Sunday, January 8, 2017

My Favorite Books of 2016

2016 turned out to be a pretty good year for reading.  I logged 30 books on my reading list and I usually miss recording a few due to my lack of regular posting these days.  As a matter of fact, I've added two while writing this post...because one of them was a favorite that was never recorded! One of the reasons for my having such a good a year was the gift I gave to myself of a Book of the Month membership. It has exposed me to books I may never have picked up on my own.

From my 30 known reads/listens this year, here are my favorites:

5.  The Swans of Fifth Avenue by Melanie Benjamin
I loved this one so much that I purchased both the hardback and the Audible version so I wouldn't have to wait so long to rejoin the Cafe Society lives of Truman Capote and his swans - socialites Babe, Slim, C. Z., Gloria and Pamela.  Based on real people and true events, this work of fiction so swept me up in 1950's New York City that I found myself looking up pictures of the places mentioned and remembering some of my own visits to these once glamorous places. It even sent me on to read Truman Capote's novel Breakfast at Tiffany's.  It was a fun read and yet I found myself both admiring and feeling sorry for most of the characters.
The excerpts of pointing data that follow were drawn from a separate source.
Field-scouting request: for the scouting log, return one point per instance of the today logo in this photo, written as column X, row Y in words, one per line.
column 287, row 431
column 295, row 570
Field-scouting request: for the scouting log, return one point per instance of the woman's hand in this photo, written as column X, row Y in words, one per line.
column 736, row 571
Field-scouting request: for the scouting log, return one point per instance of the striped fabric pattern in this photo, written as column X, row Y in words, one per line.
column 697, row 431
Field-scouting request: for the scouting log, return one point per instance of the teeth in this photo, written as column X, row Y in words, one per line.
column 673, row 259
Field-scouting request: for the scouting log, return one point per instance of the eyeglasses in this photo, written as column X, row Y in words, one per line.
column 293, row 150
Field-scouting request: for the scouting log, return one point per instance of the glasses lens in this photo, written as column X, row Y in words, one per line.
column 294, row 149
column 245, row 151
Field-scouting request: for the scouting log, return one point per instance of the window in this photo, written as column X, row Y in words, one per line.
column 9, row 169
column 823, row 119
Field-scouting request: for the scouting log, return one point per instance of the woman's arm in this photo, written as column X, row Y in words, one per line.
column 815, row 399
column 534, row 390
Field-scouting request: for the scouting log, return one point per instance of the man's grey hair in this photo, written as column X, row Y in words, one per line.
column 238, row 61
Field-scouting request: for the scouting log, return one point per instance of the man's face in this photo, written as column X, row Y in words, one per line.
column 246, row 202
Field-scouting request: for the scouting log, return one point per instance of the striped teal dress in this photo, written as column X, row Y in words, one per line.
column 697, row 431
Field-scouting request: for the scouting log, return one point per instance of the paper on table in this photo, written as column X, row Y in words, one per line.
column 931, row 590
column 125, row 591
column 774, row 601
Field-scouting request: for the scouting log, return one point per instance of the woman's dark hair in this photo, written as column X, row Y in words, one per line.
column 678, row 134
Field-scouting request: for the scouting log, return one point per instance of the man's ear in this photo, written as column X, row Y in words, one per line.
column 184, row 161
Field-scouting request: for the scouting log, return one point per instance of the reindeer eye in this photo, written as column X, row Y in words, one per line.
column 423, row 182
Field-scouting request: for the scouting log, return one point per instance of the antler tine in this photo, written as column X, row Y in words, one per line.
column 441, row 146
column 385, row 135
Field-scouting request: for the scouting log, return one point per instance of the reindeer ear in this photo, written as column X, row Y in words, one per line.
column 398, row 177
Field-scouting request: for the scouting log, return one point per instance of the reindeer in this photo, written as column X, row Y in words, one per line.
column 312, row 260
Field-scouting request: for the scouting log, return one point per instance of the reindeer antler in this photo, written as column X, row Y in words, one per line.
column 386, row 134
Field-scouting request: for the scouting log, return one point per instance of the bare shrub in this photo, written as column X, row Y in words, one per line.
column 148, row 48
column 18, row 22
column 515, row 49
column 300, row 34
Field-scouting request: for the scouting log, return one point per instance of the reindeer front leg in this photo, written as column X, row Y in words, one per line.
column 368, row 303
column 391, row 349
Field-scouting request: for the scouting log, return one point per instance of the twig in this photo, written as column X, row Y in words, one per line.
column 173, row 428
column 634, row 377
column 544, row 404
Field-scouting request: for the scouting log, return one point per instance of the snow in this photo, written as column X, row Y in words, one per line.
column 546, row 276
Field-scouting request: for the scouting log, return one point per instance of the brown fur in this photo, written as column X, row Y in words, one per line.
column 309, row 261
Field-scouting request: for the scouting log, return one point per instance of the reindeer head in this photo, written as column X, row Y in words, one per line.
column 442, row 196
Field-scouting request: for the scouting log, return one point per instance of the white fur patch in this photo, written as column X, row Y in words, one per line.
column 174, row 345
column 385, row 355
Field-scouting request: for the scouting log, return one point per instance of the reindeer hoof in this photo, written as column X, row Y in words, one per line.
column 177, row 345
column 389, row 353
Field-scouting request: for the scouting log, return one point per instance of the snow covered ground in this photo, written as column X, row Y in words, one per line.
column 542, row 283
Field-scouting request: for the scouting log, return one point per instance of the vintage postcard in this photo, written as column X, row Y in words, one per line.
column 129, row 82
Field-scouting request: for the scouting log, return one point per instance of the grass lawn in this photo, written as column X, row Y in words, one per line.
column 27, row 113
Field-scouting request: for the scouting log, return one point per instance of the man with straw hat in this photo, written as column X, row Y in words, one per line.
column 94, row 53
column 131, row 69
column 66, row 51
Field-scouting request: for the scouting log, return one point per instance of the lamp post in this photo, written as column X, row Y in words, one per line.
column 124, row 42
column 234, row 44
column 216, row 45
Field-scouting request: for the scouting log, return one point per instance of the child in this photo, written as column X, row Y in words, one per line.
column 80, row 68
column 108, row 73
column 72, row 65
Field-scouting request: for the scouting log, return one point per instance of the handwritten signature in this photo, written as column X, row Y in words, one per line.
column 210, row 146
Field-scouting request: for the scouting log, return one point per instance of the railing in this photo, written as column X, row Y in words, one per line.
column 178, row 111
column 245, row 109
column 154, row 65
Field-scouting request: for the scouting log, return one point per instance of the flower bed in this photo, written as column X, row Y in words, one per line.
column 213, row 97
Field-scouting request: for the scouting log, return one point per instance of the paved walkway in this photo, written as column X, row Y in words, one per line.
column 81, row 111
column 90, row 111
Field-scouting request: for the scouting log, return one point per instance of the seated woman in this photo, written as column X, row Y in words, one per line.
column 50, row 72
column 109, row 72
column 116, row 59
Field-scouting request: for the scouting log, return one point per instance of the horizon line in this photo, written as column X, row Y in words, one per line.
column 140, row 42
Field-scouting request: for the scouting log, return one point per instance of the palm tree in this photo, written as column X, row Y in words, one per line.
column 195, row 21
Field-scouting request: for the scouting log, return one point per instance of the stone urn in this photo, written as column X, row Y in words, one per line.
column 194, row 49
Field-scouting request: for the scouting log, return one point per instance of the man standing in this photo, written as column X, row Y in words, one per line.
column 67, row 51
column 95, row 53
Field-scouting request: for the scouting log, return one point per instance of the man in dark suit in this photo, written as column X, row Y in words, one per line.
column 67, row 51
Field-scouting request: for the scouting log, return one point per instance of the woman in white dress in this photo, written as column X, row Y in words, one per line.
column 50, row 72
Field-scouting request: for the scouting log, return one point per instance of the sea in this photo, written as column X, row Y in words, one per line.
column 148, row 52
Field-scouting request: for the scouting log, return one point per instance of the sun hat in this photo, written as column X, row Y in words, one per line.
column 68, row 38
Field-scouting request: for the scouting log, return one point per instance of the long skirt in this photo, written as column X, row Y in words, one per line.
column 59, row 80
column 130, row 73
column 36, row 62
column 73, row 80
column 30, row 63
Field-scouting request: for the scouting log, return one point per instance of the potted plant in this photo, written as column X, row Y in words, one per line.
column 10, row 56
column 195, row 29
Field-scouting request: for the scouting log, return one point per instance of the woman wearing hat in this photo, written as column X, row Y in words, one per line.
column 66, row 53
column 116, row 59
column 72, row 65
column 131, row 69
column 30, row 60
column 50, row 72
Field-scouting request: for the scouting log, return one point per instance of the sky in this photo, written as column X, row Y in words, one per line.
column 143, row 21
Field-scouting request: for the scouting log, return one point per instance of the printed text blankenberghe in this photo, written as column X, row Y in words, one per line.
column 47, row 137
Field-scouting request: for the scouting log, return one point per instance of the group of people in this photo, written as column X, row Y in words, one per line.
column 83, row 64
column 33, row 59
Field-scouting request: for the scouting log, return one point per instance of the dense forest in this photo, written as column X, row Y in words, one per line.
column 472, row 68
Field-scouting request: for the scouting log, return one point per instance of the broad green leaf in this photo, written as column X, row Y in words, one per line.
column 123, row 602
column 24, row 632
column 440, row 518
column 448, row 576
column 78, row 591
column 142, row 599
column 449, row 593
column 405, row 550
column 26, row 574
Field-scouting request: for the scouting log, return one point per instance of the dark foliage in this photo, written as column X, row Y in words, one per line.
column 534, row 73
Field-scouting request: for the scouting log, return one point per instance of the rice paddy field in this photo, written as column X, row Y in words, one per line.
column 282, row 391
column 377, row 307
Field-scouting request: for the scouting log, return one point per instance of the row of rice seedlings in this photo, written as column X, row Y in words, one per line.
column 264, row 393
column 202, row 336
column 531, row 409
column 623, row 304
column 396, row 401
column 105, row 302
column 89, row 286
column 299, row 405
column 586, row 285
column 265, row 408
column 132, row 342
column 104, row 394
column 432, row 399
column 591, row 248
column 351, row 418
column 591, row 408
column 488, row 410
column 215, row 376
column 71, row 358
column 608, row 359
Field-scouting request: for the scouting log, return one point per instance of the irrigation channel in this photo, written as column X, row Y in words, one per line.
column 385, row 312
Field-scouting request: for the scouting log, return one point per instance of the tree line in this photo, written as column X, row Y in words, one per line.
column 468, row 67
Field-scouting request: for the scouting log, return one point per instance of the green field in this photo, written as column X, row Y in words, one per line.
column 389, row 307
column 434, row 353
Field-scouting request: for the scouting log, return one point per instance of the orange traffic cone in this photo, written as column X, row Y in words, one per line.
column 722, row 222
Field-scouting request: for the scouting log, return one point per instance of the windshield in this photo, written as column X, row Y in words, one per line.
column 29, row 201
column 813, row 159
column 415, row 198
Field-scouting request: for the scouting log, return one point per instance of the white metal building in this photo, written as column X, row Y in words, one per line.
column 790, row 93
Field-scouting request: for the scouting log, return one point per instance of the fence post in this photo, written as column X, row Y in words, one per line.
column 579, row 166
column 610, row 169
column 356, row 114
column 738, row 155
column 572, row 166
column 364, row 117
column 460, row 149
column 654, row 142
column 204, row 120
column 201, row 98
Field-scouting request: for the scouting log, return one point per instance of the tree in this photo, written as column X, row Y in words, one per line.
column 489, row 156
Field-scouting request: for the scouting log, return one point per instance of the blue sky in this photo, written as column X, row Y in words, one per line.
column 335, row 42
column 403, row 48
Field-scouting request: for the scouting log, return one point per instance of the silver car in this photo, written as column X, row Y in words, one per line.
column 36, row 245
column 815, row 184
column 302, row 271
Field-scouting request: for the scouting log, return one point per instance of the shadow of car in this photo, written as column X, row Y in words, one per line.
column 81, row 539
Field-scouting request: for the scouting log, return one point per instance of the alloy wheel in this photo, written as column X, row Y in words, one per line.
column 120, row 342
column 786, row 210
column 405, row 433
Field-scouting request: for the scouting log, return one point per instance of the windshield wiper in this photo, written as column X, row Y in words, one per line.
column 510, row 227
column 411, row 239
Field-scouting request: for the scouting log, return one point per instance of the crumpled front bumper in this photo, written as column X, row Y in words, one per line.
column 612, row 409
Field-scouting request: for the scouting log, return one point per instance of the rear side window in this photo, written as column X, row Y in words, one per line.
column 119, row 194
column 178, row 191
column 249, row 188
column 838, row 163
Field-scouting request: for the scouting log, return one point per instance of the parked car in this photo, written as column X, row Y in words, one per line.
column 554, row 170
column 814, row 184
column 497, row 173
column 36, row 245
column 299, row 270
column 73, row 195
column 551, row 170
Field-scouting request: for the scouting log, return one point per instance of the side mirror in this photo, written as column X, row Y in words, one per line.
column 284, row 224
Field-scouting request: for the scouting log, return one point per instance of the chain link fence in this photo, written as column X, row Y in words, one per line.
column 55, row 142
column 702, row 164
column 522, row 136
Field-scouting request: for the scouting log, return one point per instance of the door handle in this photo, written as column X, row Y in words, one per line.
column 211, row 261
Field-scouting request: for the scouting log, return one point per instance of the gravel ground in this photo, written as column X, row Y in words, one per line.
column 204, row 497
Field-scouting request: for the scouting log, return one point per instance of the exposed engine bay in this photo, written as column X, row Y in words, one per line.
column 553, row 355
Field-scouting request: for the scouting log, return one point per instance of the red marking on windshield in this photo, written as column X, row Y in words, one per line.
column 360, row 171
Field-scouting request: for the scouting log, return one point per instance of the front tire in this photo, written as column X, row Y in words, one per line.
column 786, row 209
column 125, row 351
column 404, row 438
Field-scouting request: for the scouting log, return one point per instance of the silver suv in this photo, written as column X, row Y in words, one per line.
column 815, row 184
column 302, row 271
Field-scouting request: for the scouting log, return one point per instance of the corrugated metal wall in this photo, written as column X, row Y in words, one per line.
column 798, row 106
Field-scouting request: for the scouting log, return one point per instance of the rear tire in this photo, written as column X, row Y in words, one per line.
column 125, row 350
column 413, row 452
4. The One-in-a-Million Boy by Monica Wood
I heard about this one on the 'What Should I Read Next' [WSIRN] podcast and decided to download it from Audible.  BEAUTIFUL story!  Told so well that you can't help but care about everyone in it - including the crotchety old lady, the mostly absent, dream-chasing father and even the sometimes misguided and goofy scout leader.  I probably would never have picked this one up on my own because it's description says 'when the boy dies suddenly.' Not a spoiler, it is the premise of the book, yet the death of a child is hard for me to read about. This book, however, paints such a beautiful picture of how his short life touched others and how those he touched found their way through the grief together. It sounds horrible -- but it is 'oh so good.'  Try it!  It's short and easy to read -- or at least to listen to!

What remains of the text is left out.